Assis à l’ombre d’un arbre près du rond-point du Four à Chaux, à Dzaoudzi, les pêcheurs observent les engins de chantier manipuler la roche qui servira de fondation à la nouvelle rampe de mise à l’eau. Prévue pour le mois de juillet, l’infrastructure sera couplée à un ponton de 80 mètres comportant une partie sur pieux et une partie flottante pour s’adapter aux marées. Le renforcement de l’enrochement du quai pour lutter contre l’érosion complétera les travaux de modernisation de la zone qui ont débuté en 2023 avec la construction de la halle à marée.

« On est content de ce projet qu’on attendait depuis longtemps », remarque le représentant des pêcheurs de Petite-Terre, Massoundi Yanis, présent au lancement officiel des travaux par la Communauté des communes de Petite-Terre, ce mercredi 7 mai.
« Sans ponton on doit marcher dans la boue avec notre matériel pour accéder à nos bateaux et à marée basse c’est difficile de rejoindre le lagon. Le seul souci pour moi c’est que le port n’est pas assez protégé, et Chido nous a montré que la priorité ça doit être la mise à l’abri des bateaux ».
« Grâce à cet ouvrage les pécheurs pourront amarrer plus aisément et ensuite vendre leurs produits. Il y a une vraie cohérence à installer cet équipement ici à côté de de la halle à marée », se réjouit Abassi Archadi, président de la Communauté de communes de Petite-Terre (CCPT), qui espère une ouverture prochaine de la halle, lieu de transformation des produits de la mer.

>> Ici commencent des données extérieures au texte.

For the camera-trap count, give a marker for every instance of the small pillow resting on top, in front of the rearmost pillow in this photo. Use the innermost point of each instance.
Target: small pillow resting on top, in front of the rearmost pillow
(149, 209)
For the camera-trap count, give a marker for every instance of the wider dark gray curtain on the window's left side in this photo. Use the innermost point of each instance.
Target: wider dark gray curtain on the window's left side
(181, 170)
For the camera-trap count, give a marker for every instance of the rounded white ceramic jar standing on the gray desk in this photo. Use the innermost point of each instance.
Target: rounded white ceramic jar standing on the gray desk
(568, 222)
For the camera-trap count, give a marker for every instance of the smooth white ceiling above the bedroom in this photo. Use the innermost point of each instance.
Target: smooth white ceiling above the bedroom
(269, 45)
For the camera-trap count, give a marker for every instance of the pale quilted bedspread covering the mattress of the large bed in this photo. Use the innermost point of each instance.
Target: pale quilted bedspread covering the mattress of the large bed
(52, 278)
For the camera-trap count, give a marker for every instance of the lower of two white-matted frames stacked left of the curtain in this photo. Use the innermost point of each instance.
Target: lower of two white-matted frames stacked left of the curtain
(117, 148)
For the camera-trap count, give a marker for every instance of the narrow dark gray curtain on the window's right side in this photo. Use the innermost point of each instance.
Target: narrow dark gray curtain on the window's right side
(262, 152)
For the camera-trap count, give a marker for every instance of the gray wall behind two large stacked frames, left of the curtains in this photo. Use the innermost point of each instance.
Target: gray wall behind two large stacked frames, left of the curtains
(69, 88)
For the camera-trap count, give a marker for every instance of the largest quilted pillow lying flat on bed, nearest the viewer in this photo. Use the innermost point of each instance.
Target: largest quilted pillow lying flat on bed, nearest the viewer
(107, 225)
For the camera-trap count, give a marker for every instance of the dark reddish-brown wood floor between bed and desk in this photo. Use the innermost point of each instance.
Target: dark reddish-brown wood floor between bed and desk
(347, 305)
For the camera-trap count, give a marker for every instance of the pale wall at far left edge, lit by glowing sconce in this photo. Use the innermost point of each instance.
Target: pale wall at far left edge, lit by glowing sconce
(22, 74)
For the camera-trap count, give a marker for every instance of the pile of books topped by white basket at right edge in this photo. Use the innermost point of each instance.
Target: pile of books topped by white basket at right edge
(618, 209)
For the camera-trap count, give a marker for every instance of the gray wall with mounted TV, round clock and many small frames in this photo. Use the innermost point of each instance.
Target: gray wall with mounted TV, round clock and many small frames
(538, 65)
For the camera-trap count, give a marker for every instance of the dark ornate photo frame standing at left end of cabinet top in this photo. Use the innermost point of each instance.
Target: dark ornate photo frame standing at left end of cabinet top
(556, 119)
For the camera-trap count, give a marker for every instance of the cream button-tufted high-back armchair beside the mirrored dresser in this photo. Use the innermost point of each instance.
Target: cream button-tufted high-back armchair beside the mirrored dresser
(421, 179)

Des installations dédiées à l’ensemble des acteurs de la mer
Cette seconde phase de modernisation s’élève à plus de 3 millions d’euros, et elle est financée à 80% par l’Etat, 16% par le fonds de compensation pour la taxe sur la valeur ajoutée (FCTVA), et 4% par la CCPT. Un investissement important de la part de l’Etat car, au-delà de structurer la filière pêche, les installations vont bénéficier à l’ensemble des acteurs de « l’économie bleue », un concept qui désigne toutes les activités économiques liées aux océans, mers et zones côtières, et qui visent à exploiter durablement les ressources marines tout en préservant les écosystèmes.
Ainsi les plaisanciers, les croisiéristes et les clubs de sports nautiques auront accès aux équipements ce qui permettra de développer le tourisme et les activités scolaires. La rampe de mise à l’eau est aussi construite pour permettre aux barges d’accoster directement au Four à Chaux, dans l’objectif d’améliorer les échanges avec Grande-Terre.

« Il y aura des liaisons vers Mamoudzou, mais aussi Dzoumogné et Iloni, où des projets sont en développement« , précise Abassi Archadi.
« L’économie bleue est au centre de nos préoccupations ici en Petite-Terre et c’est aussi la raison pour laquelle le Conseil départemental et l’Etat s’inscrivent dans cette démarche », ajoute le président de la CCPT, « le CD est en train de mettre en place un certain nombre de formations maritimes à Dzaoudzi, et l’État construit actuellement le lycée des métiers de la mer sur la zone des Badamiers« .
Les pêcheurs faces aux normes européennes
Mais pour Massoundi Yanis il reste du travail à faire concernant la structuration de la filière pêche. « Développer les ports c’est une très bonne chose, mais il faut des bateaux qui vont avec. Nos enfants qui vont faire leurs études dans les formations ne vont pas monter dans des bateaux qu’on a actuellement et qui ne sont pas aux normes européennes. C’est tout le système de la pêche qu’il faut changer », alerte celui qui est actif dans le milieu depuis plus de 20 ans.

« On a le droit à une aide de 30.000 euros de l’Etat pour acheter de nouveaux bateaux, mais ce n’est pas suffisant, ils coûtent deux à trois fois plus cher. Il faut accompagner le pêcheur jusqu’au bout car en réalité à Mayotte on n’a pas de filière, on fait de la pêche d’abord pour pouvoir se nourrir ». Avec les embarcations actuelles, la plupart achetées aux Comores et sur le continent africain, même avec une carte grise, les pêcheurs s’exposent à des arrestations. « On avait 350 bateaux de pêche à Mayotte, désormais tout en essayant de s’adapter, il n’y en a plus que 150 », déplore Massoundi Yanis.